The School of Art is pleased to announce that artists and collaborators Dana Bishop-Root and Ruthie Stinger will teach the contextual practice component within the MFA program for the 2019-20 academic year. Unique among its peers, the MFA program at CMU’s School of Art weaves contextual practice into the fabric of its curriculum, guiding students to expand the role of art in the public sphere and engage with new contexts and communities.
Through their longstanding collaborative practice, Bishop-Root and Stringer engage with the ways art exists within a local context. Challenging the dominant discourse of arts economies as a means to “revitalize” communities, their work acknowledges the complex and often traumatic histories of place, celebrates the existing wealth and knowledge of their neighbors, and uses their position between their neighborhood and the larger art world to expand and connect both discourses.
Bishop-Root and Stringer live and work in the neighborhoods of Braddock and North Braddock, both of which have rich and complex histories including countless immigrant journeys, organized labor movements, Civil Rights struggles, as well as more recent histories of de-industrialization, governmental neglect, environmental racism, and the resultant economic and public health challenges.

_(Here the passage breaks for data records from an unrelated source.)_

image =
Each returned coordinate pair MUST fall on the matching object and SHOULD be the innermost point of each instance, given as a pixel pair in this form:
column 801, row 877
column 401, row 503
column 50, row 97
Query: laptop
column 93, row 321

Among other engagements in their communities, for the past decade, Bishop-Root and Stringer have worked inside and in relationship to the Braddock Carnegie Library. In 2009, in collaboration with the Library, they opened the Neighborhood Print Shop, a screen-printing and design studio. Not only does the space provide studio and professional resources, the Print Shop provides a space for the exchange of knowledge within the community.

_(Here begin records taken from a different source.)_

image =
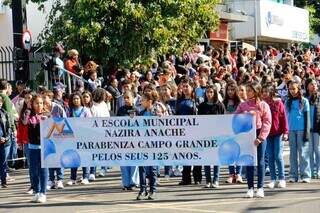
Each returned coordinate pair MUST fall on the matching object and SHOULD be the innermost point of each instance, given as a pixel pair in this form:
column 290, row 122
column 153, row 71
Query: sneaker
column 50, row 185
column 152, row 196
column 230, row 179
column 239, row 179
column 215, row 184
column 305, row 180
column 292, row 180
column 85, row 181
column 142, row 195
column 60, row 184
column 92, row 177
column 35, row 198
column 4, row 185
column 249, row 193
column 282, row 184
column 260, row 193
column 267, row 172
column 208, row 185
column 71, row 182
column 102, row 173
column 30, row 191
column 271, row 185
column 177, row 173
column 9, row 179
column 182, row 183
column 42, row 198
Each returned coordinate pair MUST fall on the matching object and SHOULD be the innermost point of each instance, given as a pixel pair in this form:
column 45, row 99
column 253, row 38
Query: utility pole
column 255, row 25
column 21, row 56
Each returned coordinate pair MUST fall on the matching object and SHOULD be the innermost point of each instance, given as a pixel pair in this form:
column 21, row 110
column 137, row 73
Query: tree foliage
column 125, row 32
column 313, row 6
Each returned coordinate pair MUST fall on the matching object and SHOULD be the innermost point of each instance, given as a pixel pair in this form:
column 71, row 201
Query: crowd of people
column 279, row 87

The Art Lending Collection, which they opened in 2013, makes over 200 artworks available for checkout for members of the Braddock Carnegie Library. This collection aims to contain a multiplicity of perspective through the work of several paid Art Lending Facilitators, hired from the library’s service area. This team chooses artwork, pursues research, assists patrons in selecting artwork, and develops related arts programming.
For the contextual practice component of the School’s MFA program, Bishop-Root and Stringer will continue their work with libraries, situating a course within the context of the Carnegie Library of Pittsburgh, Oakland branch and the Braddock Carnegie Library. Graduate students will consider the library—both in concept and concrete reality—as material and form for their existing practices, as well as a site of research and exhibition.
“Library users are engaged in research that is different, but as vital, as the research that happens in academic institutions,” said Stringer. “Library users are accessible to each other as they access ideas and create new knowledge.”
“The MFA program at Carnegie Mellon University is truly interdisciplinary,” said MFA Program Director Jon Rubin. “Not only do we encourage students to break down borders between academic disciplines within the university, we challenge students to look outside academia. Dana and Ruthie’s vital approach to art making will inspire students to reimagine the artist’s role in society and expand their understanding of what it means to be an artist within our contemporary condition.”
Bishop-Root and Stringer hold a collaborative MFA degree from Portland State University in Art and Social Practice. In addition to their ongoing projects within Braddock and North Braddock, their work has been shown at the Museum of Contemporary Art Cleveland, the Museum of Contemporary Art Detroit, the Carnegie Museum of Art, and the Mattress Factory, among others.